11 - A Machine Learning Classifier to Prioritize Exome Reanalysis and Increase Rates of Rare Disease Diagnosis
Friday, April 22, 2022
6:15 PM – 8:45 PM US MT
Poster Number: 11 Publication Number: 11.110
Austin A. Antoniou, Nationwide Children's Hospital, Columbus, OH, United States; Robert Schuetz, Nationwide Children's Hospital, Columubs, OH, United States; Bimal P. Chaudhari, Nationwide Children's Hospital, Columbus, OH, United States
Postdoc Nationwide Children's Hospital Columbus, Ohio, United States
Background: Over 25 million Americans are affected by rare diseases most of which have a genetic component. Exome Sequencing (ES) and Genome Sequencing (GS), among the most comprehensive tests which can be used to diagnose rare genetic disorders, have a diagnostic rate of 25-40%. However, as knowledge linking the genome to diseases grows, and as individual patients’ phenotypes evolve, previously unsolved cases may become solvable.
Objective: The goal of this work is to build a machine-learning classifier which leverages case-level and demographic data in tandem with disease ranking scores to classify and prioritize the cases which are most likely to benefit from focused human reanalysis effort.

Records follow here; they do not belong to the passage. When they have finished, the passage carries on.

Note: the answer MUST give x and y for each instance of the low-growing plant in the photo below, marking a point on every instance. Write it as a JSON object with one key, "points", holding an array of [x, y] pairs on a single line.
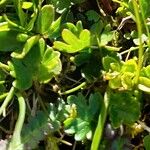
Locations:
{"points": [[73, 74]]}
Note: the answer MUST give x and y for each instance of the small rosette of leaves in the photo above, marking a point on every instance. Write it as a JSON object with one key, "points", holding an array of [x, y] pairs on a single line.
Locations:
{"points": [[41, 64], [82, 115], [44, 124], [121, 75]]}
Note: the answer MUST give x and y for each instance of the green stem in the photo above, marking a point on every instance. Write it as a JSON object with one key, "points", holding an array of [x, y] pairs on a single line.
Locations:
{"points": [[74, 89], [139, 28], [101, 122], [3, 66], [2, 2], [3, 96], [16, 143], [144, 21], [7, 100]]}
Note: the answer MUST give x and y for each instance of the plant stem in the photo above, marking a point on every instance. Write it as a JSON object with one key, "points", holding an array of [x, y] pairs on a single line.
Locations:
{"points": [[74, 89], [16, 138], [3, 96], [139, 28], [101, 121], [7, 100], [3, 66], [144, 21]]}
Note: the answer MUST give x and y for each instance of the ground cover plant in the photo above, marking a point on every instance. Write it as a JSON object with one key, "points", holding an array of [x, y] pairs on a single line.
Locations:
{"points": [[74, 74]]}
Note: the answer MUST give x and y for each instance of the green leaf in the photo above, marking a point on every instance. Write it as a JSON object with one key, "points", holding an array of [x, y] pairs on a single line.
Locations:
{"points": [[106, 36], [124, 108], [92, 15], [35, 130], [108, 61], [27, 5], [79, 122], [73, 43], [147, 142], [45, 19], [40, 64], [6, 34], [60, 5], [50, 66], [28, 45], [130, 66], [22, 16], [145, 8]]}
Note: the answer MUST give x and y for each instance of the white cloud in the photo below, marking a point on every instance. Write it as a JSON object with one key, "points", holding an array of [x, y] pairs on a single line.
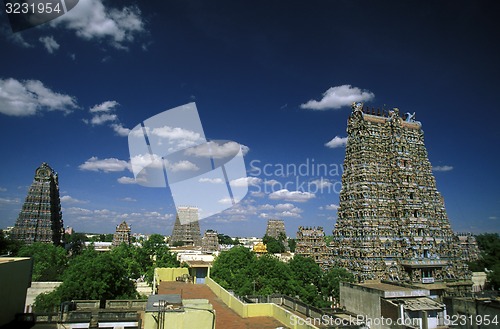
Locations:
{"points": [[120, 130], [257, 194], [294, 196], [105, 165], [92, 20], [337, 141], [289, 214], [106, 215], [183, 165], [321, 183], [337, 97], [104, 106], [25, 98], [442, 168], [69, 199], [49, 43], [103, 118], [211, 180], [245, 181], [216, 150], [129, 180]]}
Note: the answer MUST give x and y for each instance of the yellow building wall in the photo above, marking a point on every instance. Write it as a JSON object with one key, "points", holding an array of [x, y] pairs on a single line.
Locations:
{"points": [[188, 319], [169, 273], [15, 279], [287, 318]]}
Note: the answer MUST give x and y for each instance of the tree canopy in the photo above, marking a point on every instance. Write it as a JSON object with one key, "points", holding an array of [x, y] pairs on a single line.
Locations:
{"points": [[241, 271], [489, 259], [49, 261]]}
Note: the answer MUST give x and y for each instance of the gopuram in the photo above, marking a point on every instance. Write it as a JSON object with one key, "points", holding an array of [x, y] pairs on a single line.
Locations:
{"points": [[40, 218], [122, 234], [392, 223], [311, 243], [186, 234]]}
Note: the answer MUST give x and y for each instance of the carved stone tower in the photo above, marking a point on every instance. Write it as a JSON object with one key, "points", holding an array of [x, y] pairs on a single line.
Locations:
{"points": [[392, 223], [311, 243], [40, 219], [186, 234], [122, 234]]}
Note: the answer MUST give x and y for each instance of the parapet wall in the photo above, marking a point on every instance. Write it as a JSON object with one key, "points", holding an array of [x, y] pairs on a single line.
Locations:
{"points": [[287, 318]]}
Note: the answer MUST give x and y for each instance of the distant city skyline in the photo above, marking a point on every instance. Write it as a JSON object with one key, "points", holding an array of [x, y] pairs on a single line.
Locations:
{"points": [[277, 78]]}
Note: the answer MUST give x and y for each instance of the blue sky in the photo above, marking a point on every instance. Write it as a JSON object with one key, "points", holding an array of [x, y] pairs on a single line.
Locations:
{"points": [[274, 76]]}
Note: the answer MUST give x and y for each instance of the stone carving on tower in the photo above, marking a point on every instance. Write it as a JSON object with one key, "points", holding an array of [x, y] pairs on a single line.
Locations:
{"points": [[276, 229], [122, 234], [186, 234], [392, 223], [40, 218], [311, 243], [210, 242]]}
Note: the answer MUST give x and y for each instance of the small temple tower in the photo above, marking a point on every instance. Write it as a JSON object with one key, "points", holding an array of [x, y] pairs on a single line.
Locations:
{"points": [[276, 229], [122, 234], [186, 234], [40, 218], [311, 243], [392, 223]]}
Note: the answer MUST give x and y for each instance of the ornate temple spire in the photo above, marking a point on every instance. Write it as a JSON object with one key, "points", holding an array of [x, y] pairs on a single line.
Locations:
{"points": [[40, 218]]}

Design/Methods: We considered 611 patients who received clinical ES and consented for further research. They were divided into three groups: solved (195), potentially solvable (337), and unlikely to be solvable (79). Setting aside the potentially solvable population, we built a classifier to distinguish the solved cases (positive class) from the unlikely solvable cases (negative class). Patient age, sex, and time since most recent analysis were used as case-level features to inform the model. Additional features included the top 25 scores from a modified version of LIRICAL, a likelihood ratio-based tool for ranking variants given a patient’s Variant Call Format file and a list of relevant Human Phenotype Ontology terms. An 80:20 train-test split was made, and 41 solved and 26 unlikely solvable research GS cases were added to the training data. Logistic regression, random forest, K nearest neighbors, support vector, and gradient boosting classifiers, with optional SMOTE oversampling and principal component decomposition, were selected by a parameter grid search and 5-fold cross validation (Figure 1). The models of each type with the best F1 score were used to build a voting classifier.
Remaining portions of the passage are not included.